I guess it's like when you stop believing in Santa Claus.
Just this past weekend, it dawned on me: not that there wasn't a Santa Claus (I'd figured that out a good two, three years ago), but that I hadn't seen a production of "The Nutcracker" for some time now.
That oh-so-sweet ballet of marching toy soldiers, candy canes come to life and, most of all, a nutcracker who turns into a prince in a young girl's eyes -- that was always the real magic of Christmas for me.
When I lived elsewhere, in various ballet-deprived cities, Christmas meant a once-a-year reprieve, a sprinkling of dancing dewdrops and snowflakes amid the usual drought. Even the farthest cultural outposts managed to scrape together a production of this classic.
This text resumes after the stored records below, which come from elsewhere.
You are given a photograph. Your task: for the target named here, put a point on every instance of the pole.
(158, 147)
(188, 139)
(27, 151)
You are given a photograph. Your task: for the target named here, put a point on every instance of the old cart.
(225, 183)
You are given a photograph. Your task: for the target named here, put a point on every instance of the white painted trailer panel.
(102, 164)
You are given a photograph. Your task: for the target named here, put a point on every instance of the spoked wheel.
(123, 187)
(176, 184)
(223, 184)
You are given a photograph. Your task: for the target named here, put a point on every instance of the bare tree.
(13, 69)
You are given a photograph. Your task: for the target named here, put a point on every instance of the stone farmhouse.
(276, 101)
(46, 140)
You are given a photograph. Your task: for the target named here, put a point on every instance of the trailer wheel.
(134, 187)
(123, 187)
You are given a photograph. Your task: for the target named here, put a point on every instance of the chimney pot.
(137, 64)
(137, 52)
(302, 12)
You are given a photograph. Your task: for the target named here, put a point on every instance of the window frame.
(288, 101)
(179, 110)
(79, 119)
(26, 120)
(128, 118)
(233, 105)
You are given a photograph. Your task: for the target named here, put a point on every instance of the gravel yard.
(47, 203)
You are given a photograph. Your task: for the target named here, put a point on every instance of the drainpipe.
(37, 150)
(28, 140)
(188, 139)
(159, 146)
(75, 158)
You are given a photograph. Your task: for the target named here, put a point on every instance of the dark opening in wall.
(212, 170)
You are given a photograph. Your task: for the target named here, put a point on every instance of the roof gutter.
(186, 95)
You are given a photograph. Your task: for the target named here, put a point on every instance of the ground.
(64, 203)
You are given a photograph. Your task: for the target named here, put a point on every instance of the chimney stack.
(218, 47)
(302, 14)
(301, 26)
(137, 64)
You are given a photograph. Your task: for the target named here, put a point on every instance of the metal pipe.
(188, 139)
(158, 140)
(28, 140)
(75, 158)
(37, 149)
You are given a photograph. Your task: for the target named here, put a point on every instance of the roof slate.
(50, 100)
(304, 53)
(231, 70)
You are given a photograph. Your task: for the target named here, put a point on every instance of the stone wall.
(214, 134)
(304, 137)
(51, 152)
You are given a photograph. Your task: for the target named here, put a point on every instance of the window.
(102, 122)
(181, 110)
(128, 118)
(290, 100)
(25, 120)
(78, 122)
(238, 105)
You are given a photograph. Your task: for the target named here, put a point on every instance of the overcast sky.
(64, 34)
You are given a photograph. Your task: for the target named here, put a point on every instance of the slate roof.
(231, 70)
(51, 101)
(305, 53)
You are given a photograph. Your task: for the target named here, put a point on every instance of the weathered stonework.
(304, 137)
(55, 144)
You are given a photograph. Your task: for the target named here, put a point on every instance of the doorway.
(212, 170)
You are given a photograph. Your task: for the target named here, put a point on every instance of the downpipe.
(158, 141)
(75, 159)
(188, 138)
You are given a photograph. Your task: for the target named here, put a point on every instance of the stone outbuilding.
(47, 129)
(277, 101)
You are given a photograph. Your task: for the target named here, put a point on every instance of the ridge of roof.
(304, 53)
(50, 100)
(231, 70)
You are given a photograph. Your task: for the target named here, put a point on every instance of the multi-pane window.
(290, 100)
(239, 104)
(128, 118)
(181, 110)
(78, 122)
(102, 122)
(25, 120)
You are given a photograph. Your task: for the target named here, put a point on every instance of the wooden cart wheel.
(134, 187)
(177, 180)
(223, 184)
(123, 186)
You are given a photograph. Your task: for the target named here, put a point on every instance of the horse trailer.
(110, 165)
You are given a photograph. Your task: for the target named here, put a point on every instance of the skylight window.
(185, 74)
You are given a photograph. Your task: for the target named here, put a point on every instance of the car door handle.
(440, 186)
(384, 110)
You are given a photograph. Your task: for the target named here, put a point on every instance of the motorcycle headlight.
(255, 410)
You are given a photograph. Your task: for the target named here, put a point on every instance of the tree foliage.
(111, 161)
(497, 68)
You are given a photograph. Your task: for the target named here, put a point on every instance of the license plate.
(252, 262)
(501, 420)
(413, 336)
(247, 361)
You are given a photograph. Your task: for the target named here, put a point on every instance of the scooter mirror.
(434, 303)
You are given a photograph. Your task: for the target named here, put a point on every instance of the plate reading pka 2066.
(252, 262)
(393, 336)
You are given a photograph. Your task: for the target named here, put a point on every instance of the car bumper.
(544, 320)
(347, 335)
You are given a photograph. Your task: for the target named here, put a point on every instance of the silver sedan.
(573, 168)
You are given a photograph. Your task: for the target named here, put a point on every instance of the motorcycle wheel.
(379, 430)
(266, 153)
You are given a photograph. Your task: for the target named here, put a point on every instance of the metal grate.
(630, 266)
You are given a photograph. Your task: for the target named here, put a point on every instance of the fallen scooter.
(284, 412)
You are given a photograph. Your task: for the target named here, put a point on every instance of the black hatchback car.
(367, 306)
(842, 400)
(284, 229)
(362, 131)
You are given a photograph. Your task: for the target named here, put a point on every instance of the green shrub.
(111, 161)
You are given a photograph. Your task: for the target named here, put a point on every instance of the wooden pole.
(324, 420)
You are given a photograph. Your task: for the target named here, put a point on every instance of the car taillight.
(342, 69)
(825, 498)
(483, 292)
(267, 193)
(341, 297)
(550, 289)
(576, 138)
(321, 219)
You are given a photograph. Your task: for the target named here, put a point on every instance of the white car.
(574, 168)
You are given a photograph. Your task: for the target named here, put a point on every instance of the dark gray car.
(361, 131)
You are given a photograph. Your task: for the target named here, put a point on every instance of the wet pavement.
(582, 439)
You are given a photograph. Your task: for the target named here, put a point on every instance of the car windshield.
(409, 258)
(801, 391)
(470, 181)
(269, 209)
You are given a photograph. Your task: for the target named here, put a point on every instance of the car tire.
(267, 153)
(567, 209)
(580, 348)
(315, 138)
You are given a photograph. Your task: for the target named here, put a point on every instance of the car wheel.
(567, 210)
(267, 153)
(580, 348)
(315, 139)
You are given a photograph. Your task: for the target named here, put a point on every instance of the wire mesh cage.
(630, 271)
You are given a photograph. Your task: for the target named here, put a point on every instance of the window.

Oh, the serious dance people tend to sneer at "The Nutcracker": TC It's a cash cow designed to draw the indiscriminate masses. It's a glorified recital, a payoff for parents who want flash-bulb, sparkly costume proof that their flat-footed children had Talent. It's a dopey story -- who gives a girl a nutcracker for Christmas?! -- with an overly long first act that only delays the real dancing that, finally, comes in the second act.
When it's all you've got ballet-wise, well, you take it. And you -- or at least I -- grew increasingly fond of it.
But now that I'm living where "real," non-Nutcracker ballet is available nearly year-round -- especially if you include Washington -- I've begun to take my old friend for granted. There's always something else that has to be done instead.
And so this Sunday, as two different groups were performing two different matinees within walking distance -- what would I have done for such richness when I was living in Wichita, Kansas? -- I was doing my laundry instead. Visions of clean underwear had replaced visions of sugarplum fairies.
I'm growing old. Soon, I shall wear my trousers rolled.